私がそう言うと娘は、目元を潤ませ、「米も食うたことがございません」と答えた。


「それでは何をーー」と言いかけた時、厠から戻った男が血相をかえて走って来た。



「貴様、この娘に何を食わした!」



男は私を突き飛ばし、娘の元に駆け寄った。「吐いたか? 全部吐き出したか?」


娘が頷くと男は風呂敷から実りの良い桃を3個取り出し「食え! 今すぐ食え! 不物を浄化させるのだ」と言った。



娘は、それまでのしおらしさの佇まいが一変し、一心不乱になって桃を食らった。涎を垂らし、目を血走らせ、その様はまるで獣のようだった。



私は呆気に取られ、その姿を釘付けになって見ていた。男が「ほうじゃ、食え! もっと食うのじゃ!」と、背中をさすっていた。桃の香りが一層強くなっていくような気がした。

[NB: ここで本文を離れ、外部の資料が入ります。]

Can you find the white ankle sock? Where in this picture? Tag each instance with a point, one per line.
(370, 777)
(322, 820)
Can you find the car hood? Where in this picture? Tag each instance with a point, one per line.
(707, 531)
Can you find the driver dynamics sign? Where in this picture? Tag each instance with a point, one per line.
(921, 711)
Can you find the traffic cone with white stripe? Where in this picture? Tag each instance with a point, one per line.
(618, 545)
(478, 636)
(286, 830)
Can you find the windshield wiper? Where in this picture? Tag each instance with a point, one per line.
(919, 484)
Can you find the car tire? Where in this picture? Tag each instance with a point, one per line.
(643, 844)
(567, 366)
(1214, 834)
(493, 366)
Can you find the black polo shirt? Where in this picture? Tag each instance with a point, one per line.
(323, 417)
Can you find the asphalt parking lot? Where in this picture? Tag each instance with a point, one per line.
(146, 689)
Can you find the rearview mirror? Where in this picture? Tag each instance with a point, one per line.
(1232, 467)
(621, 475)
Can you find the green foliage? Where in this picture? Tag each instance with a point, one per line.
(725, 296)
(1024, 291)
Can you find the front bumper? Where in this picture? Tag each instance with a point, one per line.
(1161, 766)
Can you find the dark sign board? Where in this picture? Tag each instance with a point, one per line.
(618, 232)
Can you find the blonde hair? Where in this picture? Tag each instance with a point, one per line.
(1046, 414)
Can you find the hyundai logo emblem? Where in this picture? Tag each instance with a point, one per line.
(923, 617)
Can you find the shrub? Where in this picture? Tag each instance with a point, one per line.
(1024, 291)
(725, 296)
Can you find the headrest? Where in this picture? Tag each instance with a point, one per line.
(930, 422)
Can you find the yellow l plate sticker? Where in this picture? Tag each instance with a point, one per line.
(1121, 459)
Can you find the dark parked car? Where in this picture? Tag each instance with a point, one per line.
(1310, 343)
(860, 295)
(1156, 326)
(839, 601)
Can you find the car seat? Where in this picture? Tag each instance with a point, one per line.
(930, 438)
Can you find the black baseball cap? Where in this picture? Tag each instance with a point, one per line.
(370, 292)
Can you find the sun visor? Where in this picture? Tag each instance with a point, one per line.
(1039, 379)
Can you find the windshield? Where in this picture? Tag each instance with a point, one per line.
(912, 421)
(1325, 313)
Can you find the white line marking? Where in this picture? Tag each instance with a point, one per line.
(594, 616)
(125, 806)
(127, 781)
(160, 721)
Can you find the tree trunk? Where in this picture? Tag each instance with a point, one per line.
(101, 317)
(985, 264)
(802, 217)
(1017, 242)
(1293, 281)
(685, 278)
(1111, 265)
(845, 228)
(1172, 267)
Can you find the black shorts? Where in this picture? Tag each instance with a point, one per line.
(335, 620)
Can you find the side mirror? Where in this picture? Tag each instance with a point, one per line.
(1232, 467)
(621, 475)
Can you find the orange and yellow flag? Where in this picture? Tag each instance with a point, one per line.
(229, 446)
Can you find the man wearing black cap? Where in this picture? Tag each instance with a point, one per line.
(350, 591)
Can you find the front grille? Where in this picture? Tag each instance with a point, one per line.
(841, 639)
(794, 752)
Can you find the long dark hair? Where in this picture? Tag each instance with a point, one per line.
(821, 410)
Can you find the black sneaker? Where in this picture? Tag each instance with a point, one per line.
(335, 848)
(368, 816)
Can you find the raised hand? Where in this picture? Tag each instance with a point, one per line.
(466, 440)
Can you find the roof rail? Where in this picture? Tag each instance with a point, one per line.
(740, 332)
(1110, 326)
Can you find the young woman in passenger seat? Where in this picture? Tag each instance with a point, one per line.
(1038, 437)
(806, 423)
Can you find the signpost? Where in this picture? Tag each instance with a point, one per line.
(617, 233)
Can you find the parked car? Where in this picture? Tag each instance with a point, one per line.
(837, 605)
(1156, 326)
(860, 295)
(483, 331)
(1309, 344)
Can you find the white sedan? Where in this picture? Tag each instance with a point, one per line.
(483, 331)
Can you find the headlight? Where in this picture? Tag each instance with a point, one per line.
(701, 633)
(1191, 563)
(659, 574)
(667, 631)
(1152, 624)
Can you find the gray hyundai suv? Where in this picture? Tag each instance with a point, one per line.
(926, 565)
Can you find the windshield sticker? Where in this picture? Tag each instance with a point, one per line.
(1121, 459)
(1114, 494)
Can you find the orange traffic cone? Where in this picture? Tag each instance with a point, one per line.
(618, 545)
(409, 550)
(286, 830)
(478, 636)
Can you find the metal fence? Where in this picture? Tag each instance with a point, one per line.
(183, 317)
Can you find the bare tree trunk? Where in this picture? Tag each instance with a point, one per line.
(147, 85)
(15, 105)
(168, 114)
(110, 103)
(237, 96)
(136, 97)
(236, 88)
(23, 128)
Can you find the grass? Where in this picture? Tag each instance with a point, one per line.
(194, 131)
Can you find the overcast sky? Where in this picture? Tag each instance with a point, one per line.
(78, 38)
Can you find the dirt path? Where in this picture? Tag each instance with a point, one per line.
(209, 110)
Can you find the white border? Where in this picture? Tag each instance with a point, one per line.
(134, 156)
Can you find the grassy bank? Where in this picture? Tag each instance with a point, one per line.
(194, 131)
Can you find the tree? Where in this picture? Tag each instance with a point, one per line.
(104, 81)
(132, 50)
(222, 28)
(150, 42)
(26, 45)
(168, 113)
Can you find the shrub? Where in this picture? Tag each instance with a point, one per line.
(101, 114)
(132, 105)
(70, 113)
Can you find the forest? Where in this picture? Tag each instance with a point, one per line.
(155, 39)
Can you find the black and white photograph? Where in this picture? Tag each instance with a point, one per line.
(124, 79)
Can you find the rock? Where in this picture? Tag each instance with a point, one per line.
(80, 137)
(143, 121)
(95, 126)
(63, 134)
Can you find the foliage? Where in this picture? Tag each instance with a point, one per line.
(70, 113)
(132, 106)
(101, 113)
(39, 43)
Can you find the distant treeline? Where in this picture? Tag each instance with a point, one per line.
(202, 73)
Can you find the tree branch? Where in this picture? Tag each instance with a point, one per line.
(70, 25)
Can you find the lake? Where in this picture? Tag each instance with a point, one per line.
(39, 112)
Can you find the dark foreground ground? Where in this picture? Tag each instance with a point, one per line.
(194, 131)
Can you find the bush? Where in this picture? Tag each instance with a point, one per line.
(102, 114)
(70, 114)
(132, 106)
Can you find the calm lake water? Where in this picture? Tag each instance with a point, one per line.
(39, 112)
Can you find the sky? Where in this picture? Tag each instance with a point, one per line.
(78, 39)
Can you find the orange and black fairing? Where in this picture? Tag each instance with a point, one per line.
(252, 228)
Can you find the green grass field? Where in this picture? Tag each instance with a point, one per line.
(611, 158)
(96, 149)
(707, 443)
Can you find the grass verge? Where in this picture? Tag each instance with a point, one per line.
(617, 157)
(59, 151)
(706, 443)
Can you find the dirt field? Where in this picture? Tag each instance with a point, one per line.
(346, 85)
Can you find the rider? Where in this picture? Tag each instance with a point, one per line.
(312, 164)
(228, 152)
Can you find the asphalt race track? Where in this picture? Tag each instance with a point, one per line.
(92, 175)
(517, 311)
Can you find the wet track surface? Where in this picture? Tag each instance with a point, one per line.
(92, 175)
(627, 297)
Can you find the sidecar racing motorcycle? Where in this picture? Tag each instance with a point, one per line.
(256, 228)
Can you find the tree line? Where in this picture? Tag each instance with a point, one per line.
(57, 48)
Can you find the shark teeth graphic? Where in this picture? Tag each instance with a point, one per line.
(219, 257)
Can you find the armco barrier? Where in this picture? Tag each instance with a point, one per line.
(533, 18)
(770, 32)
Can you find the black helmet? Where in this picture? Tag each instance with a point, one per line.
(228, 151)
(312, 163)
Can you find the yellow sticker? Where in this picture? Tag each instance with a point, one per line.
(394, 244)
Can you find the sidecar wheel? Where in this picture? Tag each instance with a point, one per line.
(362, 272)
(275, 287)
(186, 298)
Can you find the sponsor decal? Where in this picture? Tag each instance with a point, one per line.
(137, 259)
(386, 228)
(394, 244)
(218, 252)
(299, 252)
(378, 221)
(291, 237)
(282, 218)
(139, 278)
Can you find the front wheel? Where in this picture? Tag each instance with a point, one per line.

桃を食い終えると、娘は、また淑やかな姿に戻り、私に「端ぬ姿を見せ申し訳ありません」と言った。



男は、ふん、と鼻を鳴らす。娘が男に「主様、この方に厠を借りたお礼を」と言った。


男は「厠を借りたくらいで何をやればよいのだ」と乱暴な口調で答える。



「塩、なんかは如何でしょう? これから私もこの村に御世話になる身。主様、私からの一生のお願いでございます」


男は少し考えてから風呂敷の中から小さな袋を取り出し、私に放り投げた。袋の中には、真っ白な塩が入っている。



「それではご迷惑をおかけしました」


立ち去ろうとする娘に、私は「なぜ、ここまで親切にしてくれるんだ?」と呼び止めた。



娘は、振り向き笑みで答える。


「だって麦なるものを馳走してくれたではないですか。あいにく味わうことは出来ませんでしたが、初めての体験でうれしゅうございました」


それは偽りのない笑顔なのだと感じることができた。



娘が遠ざかると、甘い桃の香りが消えていく。それが私の心をぎゅっと痛みつける。



そろそろ畑に戻らなければならない。陽は西に傾きはじめている。だけども足が動かない。






私は袋を握り締めたまま、丘を登る二つの影を屋敷の中に消えて行くまでじっと見つめていた。